Example 8 : Express the following numbers in standard form. (i) 0.000035 (ii) 4050000 Solution (i) $0.000035=3.5\times {10}^{-5}$ (ii) $4050000=4.05\times {10}^6$

Example 9 : Express the following numbers in usual form. (i) $3.52\times {10}^5$ (ii) $7.54\times {10}^{-4}$ (iii) $3\times {10}^{-5}$

Solution:

EXERCISE 10.2

1. Express the following numbers in standard form.

(i) 0.0000000000085

(ii) 0.00000000000942

(iii) 6020000000000000

(iv) 0.00000000837

(v) 31860000000

2. Express the following numbers in usual form. (i) $3.02\times {10}^{-6}$ (ii) $4.5\times {10}^4$ (iii) $3\times {10}^{-8}$ (iv) $1.0001\times {10}^9$ (v) $5.8\times {10}^{12}$ (vi) $3.61492\times {10}^6$

3. Express the number appearing in the following statements in standard form.

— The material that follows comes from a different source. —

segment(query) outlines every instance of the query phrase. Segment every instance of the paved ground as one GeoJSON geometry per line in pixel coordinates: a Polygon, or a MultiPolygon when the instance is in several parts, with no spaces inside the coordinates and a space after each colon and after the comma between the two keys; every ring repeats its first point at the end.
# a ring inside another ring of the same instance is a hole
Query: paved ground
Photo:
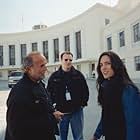
{"type": "MultiPolygon", "coordinates": [[[[84,127],[84,137],[85,140],[90,140],[93,132],[97,126],[100,119],[100,107],[97,104],[97,91],[95,86],[95,80],[87,80],[90,98],[88,107],[84,109],[85,115],[85,127],[84,127]]],[[[140,88],[140,84],[137,83],[140,88]]],[[[7,86],[7,81],[0,81],[0,140],[4,138],[5,126],[6,126],[6,99],[10,89],[7,86]]],[[[72,139],[71,131],[69,132],[68,140],[72,139]]]]}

(i) 1 micron is equal to $\frac{1}{1000000}m$.

(ii) Charge of an electron is $0.000,000,000,000,000,000,16$ coulomb.

(iii) Size of a bacteria is $0.0000005m$

(iv) Size of a plant cell is $0.00001275m$

(v) Thickness of a thick paper is $0.07mm$

4. In a stack there are 5 books each of thickness $20mm$ and 5 paper sheets each of thickness $0.016mm$. What is the total thickness of the stack.

WHAT HAVE WE DISCUSSED??

1. Numbers with negative exponents obey the following laws of exponents.

(a) $a^m\times a^n=a^{m+n}$

(b) $a^m÷a^n=a^{m-n}$

(c) $(a^m{)}^n=a^{mn}$

(d) $a^m\times b^m=(ab{)}^m$

(e) $a^0=1$

(f) $\frac{a^m}{b^m}=(\frac{a}{b}{)}^m$

2. Very small numbers can be expressed in standard form using negative exponents.